Photo courtesy of Four Murray State history professors have called for the removal of the Jefferson Davis statue.

Story by Lauren EppersonContributing writer

Photo courtesy of Four Murray State history professors have called for the removal of the Jefferson Davis statue.

Photo courtesy of
Four Murray State history professors have called for the removal of the Jefferson Davis statue.

Four Murray State history professors joined 68 other Kentucky scholars in calling for the removal of the Jefferson Davis statue from the Capitol rotunda in Frankfort, Kentucky.

In the letter, past and present professors from 16 public and private universities requested the removal of the statue in response to a vote held by the Kentucky Historic Properties Advisory Committee’s that decided on Aug. 4 to keep the statue.

The professors – including Charlotte Beahan, James Bolin, Marjorie Hilton and David Pizzo of Murray State – addressed the letter to Gov.

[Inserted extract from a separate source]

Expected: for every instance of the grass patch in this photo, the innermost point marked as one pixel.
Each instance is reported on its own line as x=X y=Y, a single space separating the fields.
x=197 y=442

Steve Beshear and the historic properties committee.

“The statue’s presence in the Capitol rotunda minimizes the significance of slavery as a cause of the Civil War, downplays the human suffering of millions and endows the Southern cause with a nobility it does not deserve,” the letter states.

The Jefferson Davis statue is one of five statues standing in Kentucky’s Capitol rotunda in Frankfort. Other Kentuckians represented in the rotunda are 19th century Ephraim McDowell, statesman Henry Clay, former U.S. Vice President Alben Barkley and former President Abraham Lincoln.

“The Capitol rotunda is a place that should honor Kentuckians that have made significant contributions to Kentucky history,” Bolin said. “Jefferson Davis really made no contribution to Kentucky.”

Davis is best known for his role as the president of the Confederacy during the Civil War. The latest debate over removing his statue began this summer as other states, such as South Carolina, removed the Confederate flag from government buildings. This came after a self-described white supremacist, Dylann Roof, was charged with murder in the shooting of nine people at a black church in Charleston, South Carolina.

“The Jefferson Davis Statue is basically glorifying the failures of the South,” said Davis Hopkins, junior from Metropolis, Illinois.

Although Jefferson Davis was born in Hopkinsville, Kentucky, and studied at Transylvania University, he lived most of his life in Mississippi and identified himself as a Mississippian.

“To me he is a symbol of something removed from Kentucky,” said Kathy Callahan, chairwoman of the Murray State department of history. “He didn’t see himself as a Kentuckian after he left here.”

He served a term in Congress as a U.S. representative and later represented Mississippi in the U.S. Senate as the U.S. Secretary of War under President Franklin Pierce.

“I don’t see any reason for his statue to be displayed in the building when he did not serve for the state of Kentucky,” said Alisha Kempher, sophomore from Benton, Kentucky.

Many historians who signed the letter, including Bolin, said they believe that the statue should be removed from the rotunda and placed in the Thomas D. Clark Center for Kentucky History in Frankfort where it would receive more visitors.

There has also been discussion about replacing the Jefferson Davis statue with one that represents a woman or African-American of Kentucky history; there are none on display in the rotunda.

“All five of those statues are white men and it is high time that we honor the contributions of Kentucky women and of Kentucky African-Americans by placing a statue in the Capitol rotunda to honor their contributions,” Bolin said.

Speaker of the Kentucky House, Rep. Greg Stumbo, a Democrat from Prestonsburg, Kentucky, has announced his intent to file legislation in the State Grand Assembly that would call for removing the statue. 

Kenny Imes, Republican from Murray, said in a statement that he does not intent to support Speaker Stumbo’s bill.

“This is not an issue of political correctness,” Bolin said. “It is an issue of the accurate preservation of Kentucky history.”